V : Alors ce n’est pas moi qui ai réalisé ce clip-là, c’est un duo qui s’appelle Zit et Léo, et du coup c’est à eux qu’il faudrait poser la question (rires). En fait, ce qu’il s’est passé, c’est qu’on avait un plan, ils avaient écrit quelque chose, c’était super d’ailleurs et on était prêt à le tourner. Finalement ça n’a plus été possible parce que c’était en extérieur, ça nécessitait des équipes de tournage, et du coup ils étaient un peu dépités, dégoûtés de ne rien pouvoir faire. En plus, vu que ce sont des amis et des gens que je connais depuis très longtemps, ça faisait un moment que l’on voulait travailler ensemble, et le jour où on parvient à se mettre d’accord sur un morceau sur lequel on peut collaborer, eh bien il y a le confinement qui arrive et on ne peut plus travailler. Du coup, je leur ai dit « bon les gars c’est pas grave, je sais que vous êtes des bricoleurs, débrouillez-vous depuis chez vous et essayez de faire un clip ». Et franchement, j’étais ultra content de ce qu’ils ont fait. En plus de ça, pour un clip qui est fait en étant enfermé, avec les moyens du bord, je trouve qu’ils se sont quand même vachement bien débrouillés.

LVP : D’autant plus qu’avec l’oiseau et le fait qu’une partie se déroule en extérieur, sur une petite terrasse, on n’a pas trop l’impression d’être enfermé.
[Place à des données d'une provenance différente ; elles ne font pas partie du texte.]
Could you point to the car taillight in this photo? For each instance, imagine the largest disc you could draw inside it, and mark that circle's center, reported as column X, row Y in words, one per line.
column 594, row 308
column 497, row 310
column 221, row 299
V : C’est vrai ! C’est vrai que toutes les vidéos ou clips que l’on a vus pendant le confinement, c’étaient souvent des trucs en appartement, filmés avec des téléphones portables pas vraiment de super qualité, qui avaient un côté charmant. Mais en même temps, cette chanson, c’est un morceau qui parle d’un carnaval et d’un endroit où les gens se croisent, se bousculent. C’est un morceau qui va rester toute la vie sur internet, et je n’avais pas envie que les images qui en restent quand tu les regardes trente ans plus tard, ce soient les images d’un lieu enfermé, en espace clos, restreint. Donc ils ont réussi à jouer avec ça, c’est-à-dire qu’on était quand même dans un espace qui était minuscule, mais ils parviennent à faire prendre de la hauteur et un peu d’air à ce paysage-là, en le décorant, en le faisant bouger. Je suis assez content de ça.

LVP : Tu as eu une assez longue période de convalescence, avec ton problème de polype sur les cordes vocales. Le fait de ne pas pouvoir chanter pendant une certaine période a-t-il été prolifique quant à la création musicale ?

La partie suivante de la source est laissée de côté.